O estudo publicado no final de março na European Heart Journal mostra que poucos minutos diários de atividade vigorosa podem reduzir significativamente o risco de várias doenças. Pesquisadores analisaram dados de mais de 96 mil pessoas para comparar níveis de atividade com a incidência de eight doenças maiores, incluindo demência, diabetes tipo 2 e doenças cardíacas. A conclusão aponta benefícios notáveis mesmo com 15 a 20 minutos semanais de esforço intenso.
Quem participou e o que foi medido
Foram acompanhados mais de 96 mil adultos, avaliando níveis de atividade geral e de esforço vigoroso. A pesquisa comparou quem realizou mais atividade de alta intensidade com quem não fez esse tipo de exercício, observando o impacto no risco de desenvolver oito doenças importantes, além da mortalidade global.
Resultados-chave
Quem realizou maior volume de atividade vigorosa apresentou redução de 63% no risco de demência, 60% no de diabetes tipo 2 e 46% na mortalidade por todas as causas, em relação aos não praticantes. Benefícios significativos foram observados mesmo com breves blocos de esforço intenso ao longo da semana.
Definição de atividade vigorosa
Os autores destacam exemplos simples: correr para pegar o transporte, subir escadas com rapidez, caminhar de forma acelerada entre tarefas ou brincar ativamente com crianças. Foram mencionados como bursts curtos que podem estimular respostas corporais distintas da atividade leve a moderada.
Como o estudo explica os mecanismos
Segundo Minxue Shen, pesquisadora da Xiangya School of Public Health, atividades vigorosas desencadeiam respostas que reduzem inflamação e melhoram o funcionamento cardíaco e a oxigenação. Também há indícios de que esse esforço eleva a produção de substâncias que protegem as células cerebrais, o que pode contribuir para o menor risco de demência.
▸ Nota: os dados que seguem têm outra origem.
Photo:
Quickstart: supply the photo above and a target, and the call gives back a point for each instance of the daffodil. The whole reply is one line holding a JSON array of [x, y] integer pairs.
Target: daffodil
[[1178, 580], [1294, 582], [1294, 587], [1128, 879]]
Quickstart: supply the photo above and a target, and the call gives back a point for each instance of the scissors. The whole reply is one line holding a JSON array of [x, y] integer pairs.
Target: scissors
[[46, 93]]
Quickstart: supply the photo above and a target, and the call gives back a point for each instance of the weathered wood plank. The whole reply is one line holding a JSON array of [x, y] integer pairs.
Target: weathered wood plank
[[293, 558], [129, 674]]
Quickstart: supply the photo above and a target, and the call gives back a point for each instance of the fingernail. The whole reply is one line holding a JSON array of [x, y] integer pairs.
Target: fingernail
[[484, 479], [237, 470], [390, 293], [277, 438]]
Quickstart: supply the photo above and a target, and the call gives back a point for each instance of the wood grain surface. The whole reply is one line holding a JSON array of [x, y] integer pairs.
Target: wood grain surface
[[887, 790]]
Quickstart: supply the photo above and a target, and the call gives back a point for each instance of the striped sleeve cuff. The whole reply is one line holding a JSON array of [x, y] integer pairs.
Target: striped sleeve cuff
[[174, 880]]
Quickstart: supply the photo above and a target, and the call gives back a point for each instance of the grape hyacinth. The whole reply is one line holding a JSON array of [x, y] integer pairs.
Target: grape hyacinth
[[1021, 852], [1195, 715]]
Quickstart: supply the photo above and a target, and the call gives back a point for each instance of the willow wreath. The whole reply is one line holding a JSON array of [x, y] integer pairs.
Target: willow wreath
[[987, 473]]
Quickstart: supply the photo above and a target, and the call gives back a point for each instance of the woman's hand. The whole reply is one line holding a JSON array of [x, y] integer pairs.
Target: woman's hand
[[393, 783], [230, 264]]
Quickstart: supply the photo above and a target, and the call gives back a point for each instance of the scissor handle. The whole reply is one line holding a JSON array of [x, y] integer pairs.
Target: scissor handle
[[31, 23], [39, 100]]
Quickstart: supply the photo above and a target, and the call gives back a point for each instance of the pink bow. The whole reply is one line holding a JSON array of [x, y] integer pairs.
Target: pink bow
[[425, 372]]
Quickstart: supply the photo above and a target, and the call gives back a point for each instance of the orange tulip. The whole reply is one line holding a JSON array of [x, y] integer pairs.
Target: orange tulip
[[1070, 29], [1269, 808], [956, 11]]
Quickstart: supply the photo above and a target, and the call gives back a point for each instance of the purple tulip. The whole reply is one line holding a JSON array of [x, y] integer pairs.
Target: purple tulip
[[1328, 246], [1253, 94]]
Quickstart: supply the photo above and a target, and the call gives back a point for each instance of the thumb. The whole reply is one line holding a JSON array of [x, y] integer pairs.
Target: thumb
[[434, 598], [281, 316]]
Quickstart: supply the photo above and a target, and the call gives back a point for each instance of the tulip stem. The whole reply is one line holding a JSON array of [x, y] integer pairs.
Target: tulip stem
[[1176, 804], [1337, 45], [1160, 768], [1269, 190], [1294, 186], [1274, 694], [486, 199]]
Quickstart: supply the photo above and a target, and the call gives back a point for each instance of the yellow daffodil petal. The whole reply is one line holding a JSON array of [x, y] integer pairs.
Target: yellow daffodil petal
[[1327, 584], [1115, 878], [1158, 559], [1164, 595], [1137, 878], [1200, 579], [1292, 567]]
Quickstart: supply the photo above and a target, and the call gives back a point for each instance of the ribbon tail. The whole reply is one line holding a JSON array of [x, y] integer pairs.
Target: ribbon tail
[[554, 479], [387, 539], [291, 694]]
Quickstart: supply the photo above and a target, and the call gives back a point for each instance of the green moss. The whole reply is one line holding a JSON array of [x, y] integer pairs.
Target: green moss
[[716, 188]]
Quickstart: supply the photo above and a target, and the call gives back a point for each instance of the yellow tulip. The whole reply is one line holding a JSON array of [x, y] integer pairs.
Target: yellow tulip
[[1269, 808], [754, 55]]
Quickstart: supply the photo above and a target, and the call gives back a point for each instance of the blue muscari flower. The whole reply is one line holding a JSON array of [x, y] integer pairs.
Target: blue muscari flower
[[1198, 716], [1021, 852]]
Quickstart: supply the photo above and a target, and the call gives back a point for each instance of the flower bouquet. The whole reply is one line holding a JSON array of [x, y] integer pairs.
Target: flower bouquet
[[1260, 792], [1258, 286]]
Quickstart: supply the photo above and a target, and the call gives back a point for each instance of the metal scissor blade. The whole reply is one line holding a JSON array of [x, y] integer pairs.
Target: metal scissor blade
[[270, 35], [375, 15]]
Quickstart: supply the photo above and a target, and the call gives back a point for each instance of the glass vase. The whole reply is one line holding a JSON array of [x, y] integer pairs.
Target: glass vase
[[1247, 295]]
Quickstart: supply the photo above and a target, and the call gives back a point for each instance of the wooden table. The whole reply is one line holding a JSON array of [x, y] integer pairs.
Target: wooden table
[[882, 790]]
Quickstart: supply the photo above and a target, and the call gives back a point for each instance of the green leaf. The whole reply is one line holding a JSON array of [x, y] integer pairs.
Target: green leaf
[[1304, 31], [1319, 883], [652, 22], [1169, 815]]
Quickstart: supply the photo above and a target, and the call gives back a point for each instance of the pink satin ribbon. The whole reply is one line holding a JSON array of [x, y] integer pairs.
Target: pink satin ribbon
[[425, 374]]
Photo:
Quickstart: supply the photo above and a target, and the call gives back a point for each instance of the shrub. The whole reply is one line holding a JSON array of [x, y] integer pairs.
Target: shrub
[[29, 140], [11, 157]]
Limitações e orientações práticas
Os benefícios não são universais, especialmente para idosos ou pessoas com restrições médicas. A recomendação é adaptar a intensidade à condição individual, priorizando qualquer aumento de movimento para além do sedentarismo. A prática não exige longo tempo, basta incorporar pequenos intervalos vigorosos na rotina.
Fontes e creditação
Os resultados são apresentados pela European Heart Journal, com nota de divulgação da equipe de pesquisa responsável. A divulgação oficial ressalta que o estudo não substitui orientações médicas personalizadas e que mais dados são necessários para entender plenamente os mecanismos envolvidos.